Hmmmm.... "most people" is a broad term.  "most java develpers" who are 
use to writting webapp themselves maybe.  for non java people it's 
probably 50/50.

And remember: you don't *have* to edit the context file ... Sol looks for 
the solr home dir 3 different ways, you only need to create/edit a context 
file *if*:
  1) you are using tomcat
  2) you want to specify the solr home using JNDI.


: In fact I would take a step further and have a default value of 
: /opt/solr (or whatever...) and if a specific user wants to change it 
: they can just edit their web.xml?

Solr does have a default: it's the current working directory, the one and 
only directory that Solr can be garunteed will exist on any users file 
system -- assuming /opt/solr would be very unix centric, and wouldn't be 
very nice to our windows users who are pretty happy with the default CWD 
or using a system property to set it at run time.

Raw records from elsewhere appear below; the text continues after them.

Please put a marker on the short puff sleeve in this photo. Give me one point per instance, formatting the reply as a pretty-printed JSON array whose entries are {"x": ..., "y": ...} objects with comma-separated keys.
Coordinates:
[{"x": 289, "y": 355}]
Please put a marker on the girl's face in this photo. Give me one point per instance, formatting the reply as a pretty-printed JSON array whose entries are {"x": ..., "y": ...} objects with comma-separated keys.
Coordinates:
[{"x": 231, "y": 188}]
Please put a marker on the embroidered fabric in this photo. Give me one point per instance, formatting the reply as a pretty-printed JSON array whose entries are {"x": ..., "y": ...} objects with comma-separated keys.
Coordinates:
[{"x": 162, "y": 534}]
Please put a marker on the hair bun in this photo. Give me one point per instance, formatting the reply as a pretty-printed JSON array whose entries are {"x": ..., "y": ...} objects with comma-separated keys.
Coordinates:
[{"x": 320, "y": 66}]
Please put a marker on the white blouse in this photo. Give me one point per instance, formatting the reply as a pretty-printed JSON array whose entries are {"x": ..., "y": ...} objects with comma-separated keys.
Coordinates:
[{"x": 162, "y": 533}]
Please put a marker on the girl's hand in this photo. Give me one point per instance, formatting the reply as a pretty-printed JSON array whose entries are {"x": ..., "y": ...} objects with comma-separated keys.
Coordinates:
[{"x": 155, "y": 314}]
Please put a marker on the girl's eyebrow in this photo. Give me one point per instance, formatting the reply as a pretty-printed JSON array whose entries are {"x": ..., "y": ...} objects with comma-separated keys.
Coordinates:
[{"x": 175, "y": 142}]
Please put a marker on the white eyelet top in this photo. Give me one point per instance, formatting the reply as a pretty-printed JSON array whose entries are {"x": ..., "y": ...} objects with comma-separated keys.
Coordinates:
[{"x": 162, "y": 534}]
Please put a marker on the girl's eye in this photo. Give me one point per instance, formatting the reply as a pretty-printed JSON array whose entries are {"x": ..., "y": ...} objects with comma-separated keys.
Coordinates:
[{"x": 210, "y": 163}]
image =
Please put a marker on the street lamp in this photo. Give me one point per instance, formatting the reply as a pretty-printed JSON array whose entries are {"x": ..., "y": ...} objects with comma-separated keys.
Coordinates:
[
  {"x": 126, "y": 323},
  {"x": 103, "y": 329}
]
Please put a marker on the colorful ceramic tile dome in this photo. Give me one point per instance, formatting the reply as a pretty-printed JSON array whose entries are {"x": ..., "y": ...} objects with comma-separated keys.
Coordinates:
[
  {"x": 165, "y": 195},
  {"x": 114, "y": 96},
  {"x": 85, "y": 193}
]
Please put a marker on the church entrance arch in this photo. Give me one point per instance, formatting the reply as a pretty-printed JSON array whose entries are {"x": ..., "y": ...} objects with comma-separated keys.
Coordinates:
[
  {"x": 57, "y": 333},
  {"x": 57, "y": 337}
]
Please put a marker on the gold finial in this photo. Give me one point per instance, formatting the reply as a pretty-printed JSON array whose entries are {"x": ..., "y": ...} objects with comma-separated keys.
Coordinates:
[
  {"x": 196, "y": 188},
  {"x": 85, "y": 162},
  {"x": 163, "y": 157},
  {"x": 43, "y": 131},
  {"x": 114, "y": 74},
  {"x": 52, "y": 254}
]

: This would simplify the documentation, instead of configure your stuff 
: in the Context -- it becomes "this is the default", copy example/solr to 

the basic documentation for "running solr" is actaully pretty darn 
simple..

   cd example; java -jar start.jar

...it doesn't get much simpler then that.  where things get more 
complicated is in running solr in different containers, and using 
differnet container specific configuration mechanisms to set the solr home 
... and even doesn't really seem all that complicated to me.